He stopped and paced a step or two, his frown deepening. When he spoke, he took a new tack and a little ray of hope began to glimmer in the murk of doom.
“I have been officiously ignored in this matter, as in many others,” he complained, in the manner of one who lets his inner thought slip into speech. “The hearsay word of some spy, whom I have never been permitted to see and question, is taken, and an order goes out to apprehend two of my own men—men who are responsible to me for their actions, and to no one else. Tell me, Captain Page, have you ever given Lieutenant Castner special reason to dislike you?”
“Never to my knowledge,” said I, wondering what was coming.
“He is at the bottom of all this,” snapped Arnold harshly. “It was he who saw the spy; it was he who carried the story to Sir Henry Clinton and procured the order for your arrest. By heaven, sir! for this one time I shall show them that I am at least the colonel in command of my own regiment! Get you into the house—you and the sergeant—and we shall see if their order for your arrest runs this far.”
Surely, this was mirth for the gods; that the man who should have been most eager to see us hanged was interposing his own authority against Sir Henry Clinton’s to balk the hangman! It was like robbing a blind man to take such a gross advantage of his vanity and pride, but there was no alternative. Now that he had told us what we had to fear, there was no other hand or house in all New York that could shield us.
So we followed him through the door of the house which we had lately broken into, and were told curtly to rest ourselves as we could in the orderly-room; and that Arnold’s man would later bring us our breakfast. At the last, when he was leaving us, I ventured to cast a small anchor to windward.
“One word, General Arnold, before you go. I spoke, a few moments since, of certain suspicious occurrences of the night. If, as I have good cause to fear, you shall find yourself overruled in this matter—if you are compelled to turn us over to our accusers—I beg you will not do it until you have heard what we have to tell you of last night’s doings in the town.”

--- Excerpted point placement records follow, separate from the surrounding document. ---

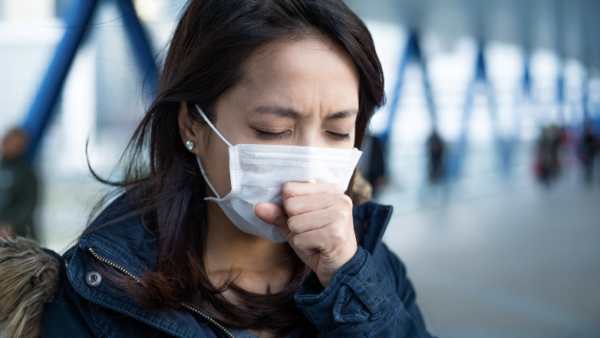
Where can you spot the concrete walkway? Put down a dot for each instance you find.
(518, 262)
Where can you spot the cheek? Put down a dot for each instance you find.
(216, 165)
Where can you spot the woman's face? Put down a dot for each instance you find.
(299, 93)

“You shall have your hearing, never fear,” he asserted, frowning again at the hint that he would be forced to yield us up, whether he wanted to or not; and so he left us.
“Pull yourself together once more, Sergeant,” I commanded, shaking Champe awake when we were alone together. “We are no more than fairly across the threshold of the peril. We shall doubtless be questioned separately, and God help us if we are not letter-perfect able to tell the same tale! Listen, now, and get your lesson by heart.”

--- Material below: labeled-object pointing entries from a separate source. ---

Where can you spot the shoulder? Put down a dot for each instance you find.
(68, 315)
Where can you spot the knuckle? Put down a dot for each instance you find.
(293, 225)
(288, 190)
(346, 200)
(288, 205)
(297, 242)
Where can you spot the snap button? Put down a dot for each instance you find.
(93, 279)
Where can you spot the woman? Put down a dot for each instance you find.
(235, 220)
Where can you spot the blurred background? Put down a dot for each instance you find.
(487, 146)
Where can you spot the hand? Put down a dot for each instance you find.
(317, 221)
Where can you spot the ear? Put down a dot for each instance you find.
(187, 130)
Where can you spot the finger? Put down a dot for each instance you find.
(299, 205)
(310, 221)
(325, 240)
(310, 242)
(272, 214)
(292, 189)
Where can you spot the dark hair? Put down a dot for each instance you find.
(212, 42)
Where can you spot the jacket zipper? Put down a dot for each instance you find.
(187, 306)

At this I gave him the meat and marrow of the story I meant to tell Arnold on my cross-examination, drilling him patiently until every nerve of him save the receptive was fast asleep. Yet I think he had it all line by line before Arnold’s serving man came with the breakfast, though he afterward went to sleep in his chair with the gulping of his third dish of tea; a good example which I presently followed with the chimney-corner settle for a bed.